L'homme qui ne valait pas 3 milliards.

The Cyber Shinobi

The Cyber Shinobi

Suppléments:

Le Début, la Fin, une Image

 Master System

Développeur:
Sega

Editeur:
Sega
Genre:
Action

Joueurs:
1P

Dates de sortie
03.1991 Europe
assez dur Difficulté:

74%Graphismes
48%Animation
62%Son
75%Jouabilité
73%Durée de vie

60%60%
Trucs et astuces

Menu caché:

A l'écran titre, effectuez trois tours sur le pad directionnel puis appuyez sur 1. Vous ferez apparaître un menu pour choisir le niveau et la scène de départ, ainsi qu'un sound test.

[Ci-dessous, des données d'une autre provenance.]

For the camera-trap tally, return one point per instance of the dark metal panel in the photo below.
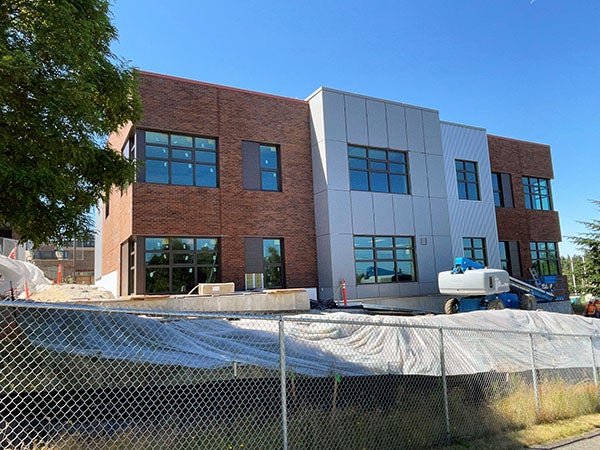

Conversation surprise dans le parc privé Green Hill qui borde les locaux de 1UP:

— Quoi ! Ce gugus à face de poupon se fait appeler "ninja" !?
— Mais oui... où va le monde, je te le demande.
— Et quel est son nom, dis-tu ?
— Ebisumaru. Il a emménagé ici il y a quelques jours de ça, pour le test du jeu Ganbare Goemon.
— J'ai les shurikens qui me démangent. Il n'a pas intérêt à croiser ma route.
— Allons, dis-toi que ça aurait pu être pire. Imagine si ça avait été un de ces prétentieux ninjas 3D ! Et puis tiens, j'ai une bonne nouvelle pour toi, Joe. Je sais que tu auras très bientôt un jeu testé !
— Vraiment ? Ici ? Sur 1UP ? Mais c'est une super nouvelle, ça, Ryu ! Et de quel jeu s'agit-il ?
— Une de tes aventures dont je n'ai pas entendu parler: The Cyber Shinobi.
— Oh-ho...
— ?

(la conversation, à cet instant, a été interrompue par l'arrivée de trois Alex kids du FLMS qui chez 1UP sont un peu comme les Droogs de l'autre Alex)

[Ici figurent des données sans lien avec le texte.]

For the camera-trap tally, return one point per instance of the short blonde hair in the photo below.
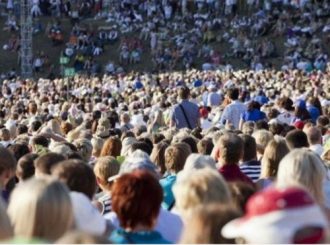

Dans ce "oh-ho" chargé de sens, dans cette hésitation de Joe Musashi, que faut-il lire exactement ? L'angoisse de la génération 8 bits face à un futur aussi lisse qu'incertain ? Le doute existentiel du ninja dans un Japon moderne abattu par la crise économique ? Ou tout simplement les troubles métapsychologiques interpersonnels des super héros dans des cadres sociaux-culturels post-conflictuels ? Dans ce premier test de la nouvelle année et d'une toute nouvelle décennie de rétrogaming, 1UP part à la recherche de la vérité avec une approche beaucoup plus scientifuck... foque... fique !

The Cyber Shinobi est encore un de ces jeux Master System faits au Japon mais uniquement à destination du public européen et brésilien (apparemment aussi, dans le cas présent, australien et canadien). On commence à bien les connaître ces jeux. Si leur intérêt est sujet à fluctuations, aucun d'eux ne semble capable de s'épargner un bâclage, concentré le plus souvent dans la jouabilité et une durée de jeu trop ramassée. Vu que pour Sega, il était impératif de les mettre rapidement sur le marché, on ne s'étonne pas trop de leur état. Mais celui-ci a une particularité qui le singularise des autres jeux que nous avons testés jusqu'alors: Sega se sert d'un de ses noms et héros bien connus, Shinobi. Et du coup, cela en fait une suite.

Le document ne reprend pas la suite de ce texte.